Pantauan koran ini saat masuk, tampak tidak ada petugas di sekitar mesin. Petugas tampak ada di mesin keluar. Selain itu ada beberapa petugas parkir tak berseragam di tempat parkir. Petugas parkir ini merupakan petugas parkir lama yang direkrut Sigma. “Memang rencananya ke depan akan dibuatkan seragam oleh Sigma, biar ditahu mana petugas dan tidak,” terangnya.

RSUD Kota Mataram sendiri bekerja sama dengan pihak ketiga mengelola parkir. Sama, ada mesin portalnya. Tetapi mesin portal tersebut dipasang di pintu masuk parkir. Sementara jalan menuju IGD tak terpasang sehingga memudahkan ambulans untuk keluar masuk dalam kondisi darurat.

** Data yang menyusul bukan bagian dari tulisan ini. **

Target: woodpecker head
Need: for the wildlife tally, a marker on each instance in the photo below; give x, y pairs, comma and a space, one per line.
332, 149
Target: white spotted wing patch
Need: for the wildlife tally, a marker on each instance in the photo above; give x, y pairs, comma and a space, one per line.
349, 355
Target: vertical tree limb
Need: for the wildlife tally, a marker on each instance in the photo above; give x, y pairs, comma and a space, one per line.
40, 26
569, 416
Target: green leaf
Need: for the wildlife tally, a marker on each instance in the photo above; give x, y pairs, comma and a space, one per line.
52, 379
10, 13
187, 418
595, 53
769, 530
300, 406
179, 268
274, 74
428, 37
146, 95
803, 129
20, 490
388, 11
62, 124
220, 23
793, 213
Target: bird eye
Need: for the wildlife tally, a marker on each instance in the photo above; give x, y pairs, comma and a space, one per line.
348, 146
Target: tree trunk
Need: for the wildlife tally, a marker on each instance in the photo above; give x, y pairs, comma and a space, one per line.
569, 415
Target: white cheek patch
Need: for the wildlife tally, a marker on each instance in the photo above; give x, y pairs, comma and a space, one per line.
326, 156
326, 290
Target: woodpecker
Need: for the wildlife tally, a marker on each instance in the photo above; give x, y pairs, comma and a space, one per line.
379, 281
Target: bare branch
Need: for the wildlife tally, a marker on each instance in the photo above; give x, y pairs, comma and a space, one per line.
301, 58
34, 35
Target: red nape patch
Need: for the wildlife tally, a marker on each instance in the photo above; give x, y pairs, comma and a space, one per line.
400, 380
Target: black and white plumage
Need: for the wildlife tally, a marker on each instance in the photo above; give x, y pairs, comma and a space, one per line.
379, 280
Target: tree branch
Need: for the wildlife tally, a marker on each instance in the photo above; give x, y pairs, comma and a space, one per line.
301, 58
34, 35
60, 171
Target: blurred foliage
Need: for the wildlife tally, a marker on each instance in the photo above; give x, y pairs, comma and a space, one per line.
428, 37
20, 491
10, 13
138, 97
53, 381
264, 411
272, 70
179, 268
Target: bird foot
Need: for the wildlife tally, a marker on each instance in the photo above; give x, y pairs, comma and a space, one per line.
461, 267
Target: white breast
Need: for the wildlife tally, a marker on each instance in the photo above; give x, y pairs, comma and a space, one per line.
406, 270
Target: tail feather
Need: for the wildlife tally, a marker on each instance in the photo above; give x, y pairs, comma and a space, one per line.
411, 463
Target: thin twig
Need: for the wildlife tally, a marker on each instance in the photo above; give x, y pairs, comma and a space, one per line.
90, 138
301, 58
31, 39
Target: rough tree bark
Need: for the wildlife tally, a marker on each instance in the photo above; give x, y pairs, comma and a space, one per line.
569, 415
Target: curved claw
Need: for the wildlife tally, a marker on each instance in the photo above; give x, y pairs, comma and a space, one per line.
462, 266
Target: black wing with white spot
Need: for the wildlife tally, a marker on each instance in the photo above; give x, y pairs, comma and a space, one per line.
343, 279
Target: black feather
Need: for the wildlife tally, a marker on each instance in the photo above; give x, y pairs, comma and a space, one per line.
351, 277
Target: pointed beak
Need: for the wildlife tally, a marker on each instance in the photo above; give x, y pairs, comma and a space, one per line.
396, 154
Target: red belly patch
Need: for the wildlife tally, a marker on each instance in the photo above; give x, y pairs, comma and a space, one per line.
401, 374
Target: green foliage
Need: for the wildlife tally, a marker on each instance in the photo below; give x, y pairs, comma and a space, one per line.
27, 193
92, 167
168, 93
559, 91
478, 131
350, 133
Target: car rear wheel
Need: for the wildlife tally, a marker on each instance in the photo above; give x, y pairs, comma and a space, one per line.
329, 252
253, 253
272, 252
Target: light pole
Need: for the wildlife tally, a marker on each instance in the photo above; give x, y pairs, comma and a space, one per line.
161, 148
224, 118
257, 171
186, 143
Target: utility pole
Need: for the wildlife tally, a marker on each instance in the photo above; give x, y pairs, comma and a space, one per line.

Diakui Arbain, dalam uji coba ini, masih ada beberapa kendala. Di antaranya parkir karyawan RSUD yang seharusnya tidak dipungut. Saat uji coba pertama, terpaksa sekuriti yang berdiri di mesin keluar. Sekuriti bertugas mengidentifikasi mana karyawan RSUD dan tidak. Tetapi mungkin ke depan akan didata pelat nomor kendaraan karyawan. Sehingga begitu keluar tidak perlu membayar.

Lebih lanjut dikatakan, sebenarnya dia ingin menunda kerja sama ini. Karena tepat di sebelah timur RSUD dekat mesin keluar akan dibangun IGD baru dengan pagu Rp 25 miliar. Karena apabila ada pembangunan, karyawan yang biasanya parkir di belakang tidak bisa lagi, dan terpaksa ke depan, di tempat pengunjung. Namun pihak Sigma tidak mempermasalahkan dan tetap melanjutkan kerja sama. “Ya kita terima, dengan catatan tidak membuat kita terganggu dan kita tidak mengeluarkan apa-apa. Kemudian kalau ada kendaraan hilang, mereka yang tanggung jawab. Selama ini kan kalau ada kendaraan hilang, kita diminta tanggung jawab. Sementara uangnya tidak ada ke kita (RSUD). Semua dikelola Dinas Perhubungan,” jelasnya.

Berkaitan dengan berapa pembagian untung parkir antara Sigma dan Pemkab Lobar sendiri, Arbain mengaku tidak tahu. Karena dirinya hanya bekerja sama terkait penggunaan lahan. Mungkin bisa ditanyakan di Dinas Perhubungan. “Kita hanya soal penggunaan lahan,” jelasnya.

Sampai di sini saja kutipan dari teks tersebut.